HyperVerse – from HyperFraud to HyperNation
Today we removed the listing of HyperVerse and suspended all links. Further investigation shows that problems at HyperVerse are more profound than their SSL, and ISPs have blocked them as a scam site. Hyperverse is not the platform’s first Brand Name. From Varinda reporting in July.
“Hyperfund, Hyperverse, Hypertech, Hyperone, and HyperNation, all rebranded in the past months of a very large Ponzi scheme.”
A Ponzi scheme is where the investment appears to increase, but late investors pay the returns. Trustpilot is filling up with people that can’t withdraw their money.

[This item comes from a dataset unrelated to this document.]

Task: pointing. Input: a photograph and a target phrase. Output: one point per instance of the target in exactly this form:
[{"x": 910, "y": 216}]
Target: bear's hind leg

The HyperVerse was a decentralised gaming Metaverse comprising of a virtual universe with millions of planets. Players, known as voyagers, could socialise, start businesses, and explore the universe. The HyperVerse was set in 2078 in a universe where humanity has entered the age of interstellar migration.

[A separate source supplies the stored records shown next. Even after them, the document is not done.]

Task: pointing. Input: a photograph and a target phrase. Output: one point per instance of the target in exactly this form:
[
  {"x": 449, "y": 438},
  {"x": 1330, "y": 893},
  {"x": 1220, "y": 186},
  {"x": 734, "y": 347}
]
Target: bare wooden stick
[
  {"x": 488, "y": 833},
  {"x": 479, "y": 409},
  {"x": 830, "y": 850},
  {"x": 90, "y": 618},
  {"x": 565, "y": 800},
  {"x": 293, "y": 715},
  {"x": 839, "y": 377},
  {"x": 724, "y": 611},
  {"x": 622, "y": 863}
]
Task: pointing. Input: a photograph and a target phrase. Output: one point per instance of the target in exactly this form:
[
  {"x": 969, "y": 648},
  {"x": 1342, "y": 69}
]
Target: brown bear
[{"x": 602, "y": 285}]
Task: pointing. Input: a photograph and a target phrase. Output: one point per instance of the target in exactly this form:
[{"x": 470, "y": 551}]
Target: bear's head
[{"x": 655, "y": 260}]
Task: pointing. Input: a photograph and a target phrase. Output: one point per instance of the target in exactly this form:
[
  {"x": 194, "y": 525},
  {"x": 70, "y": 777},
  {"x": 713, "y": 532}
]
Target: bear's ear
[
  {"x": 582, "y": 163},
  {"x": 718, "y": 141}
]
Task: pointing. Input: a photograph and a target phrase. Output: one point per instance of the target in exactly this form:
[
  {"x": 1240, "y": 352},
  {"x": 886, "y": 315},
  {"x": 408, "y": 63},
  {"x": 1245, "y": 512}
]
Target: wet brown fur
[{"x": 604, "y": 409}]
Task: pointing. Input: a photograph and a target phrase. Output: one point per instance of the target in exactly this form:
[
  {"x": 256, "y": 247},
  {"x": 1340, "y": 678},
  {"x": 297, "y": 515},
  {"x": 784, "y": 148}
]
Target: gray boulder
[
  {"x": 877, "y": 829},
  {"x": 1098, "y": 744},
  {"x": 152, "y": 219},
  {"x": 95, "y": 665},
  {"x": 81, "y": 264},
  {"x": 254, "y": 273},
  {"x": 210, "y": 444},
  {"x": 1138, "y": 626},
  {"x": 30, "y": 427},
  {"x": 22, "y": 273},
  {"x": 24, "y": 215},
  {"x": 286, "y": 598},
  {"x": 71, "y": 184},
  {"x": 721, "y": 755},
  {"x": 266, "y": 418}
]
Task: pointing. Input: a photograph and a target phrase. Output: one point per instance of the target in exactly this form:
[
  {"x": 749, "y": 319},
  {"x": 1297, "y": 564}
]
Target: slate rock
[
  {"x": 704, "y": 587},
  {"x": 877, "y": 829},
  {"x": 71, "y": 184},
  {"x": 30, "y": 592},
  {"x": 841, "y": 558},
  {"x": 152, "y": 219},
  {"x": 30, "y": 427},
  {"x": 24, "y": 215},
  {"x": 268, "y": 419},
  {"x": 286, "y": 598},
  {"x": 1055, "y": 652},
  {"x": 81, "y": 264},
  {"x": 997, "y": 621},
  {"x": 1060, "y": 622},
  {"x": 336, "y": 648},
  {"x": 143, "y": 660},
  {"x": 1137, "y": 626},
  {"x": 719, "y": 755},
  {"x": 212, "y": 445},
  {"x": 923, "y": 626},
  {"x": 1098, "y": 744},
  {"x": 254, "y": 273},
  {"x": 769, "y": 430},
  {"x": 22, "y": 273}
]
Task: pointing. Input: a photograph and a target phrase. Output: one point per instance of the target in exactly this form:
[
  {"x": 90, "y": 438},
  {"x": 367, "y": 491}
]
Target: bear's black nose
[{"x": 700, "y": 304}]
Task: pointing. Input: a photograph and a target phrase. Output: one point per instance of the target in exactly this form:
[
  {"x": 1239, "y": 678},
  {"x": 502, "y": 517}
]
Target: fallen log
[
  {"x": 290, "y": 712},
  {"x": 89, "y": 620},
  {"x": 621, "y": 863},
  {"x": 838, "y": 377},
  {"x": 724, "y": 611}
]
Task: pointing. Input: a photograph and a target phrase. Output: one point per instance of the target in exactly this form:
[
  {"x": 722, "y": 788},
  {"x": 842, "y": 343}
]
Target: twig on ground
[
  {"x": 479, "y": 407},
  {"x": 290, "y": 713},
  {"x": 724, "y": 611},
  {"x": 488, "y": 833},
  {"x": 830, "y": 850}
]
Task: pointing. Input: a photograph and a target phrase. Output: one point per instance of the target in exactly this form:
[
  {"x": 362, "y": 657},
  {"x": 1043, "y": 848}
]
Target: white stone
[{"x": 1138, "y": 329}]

“There are about 1.5 million people in Hyperverse with an average membership outlay of about £1000. So there would be £1.5 billion in the pot!! Great, but we know the guy at the top has raked off the best part of a billion! The top few at the top of the tree have probably taken tens of millions; then there is the running cost. Sorry folks, but the pot has been emptied by the few at the expense of the many. That includes my girlfriend and me. We were told that the company did not want our money, only our customs and our rewards came from them. There is no external source, the only money in the system is what we, the customers, have put in, and that’s gone.”
Alan Davies Trustpilot
Now trading as HyperNation – hypernation.io. HyperNation is the latest iteration of HyperVerse in what is known as recycling the Ups. Any salesman will tell you it’s easier to sell to people you have already sold. They are hooked and do not want to believe they have lost their money. And so when there is a chance to recover the losses, people jump at it, only to lose again. Unfortunately, many people are so enamoured with the scheme they continue to pump money in and defend it. The scam is very slick, involves network marketing, a slick website and videos, and plays on the web 3.0 movement. The sad thing is Hyper* had all the elements to be successful, but greed has overtaken. If you are an investor, there is a Facebook group.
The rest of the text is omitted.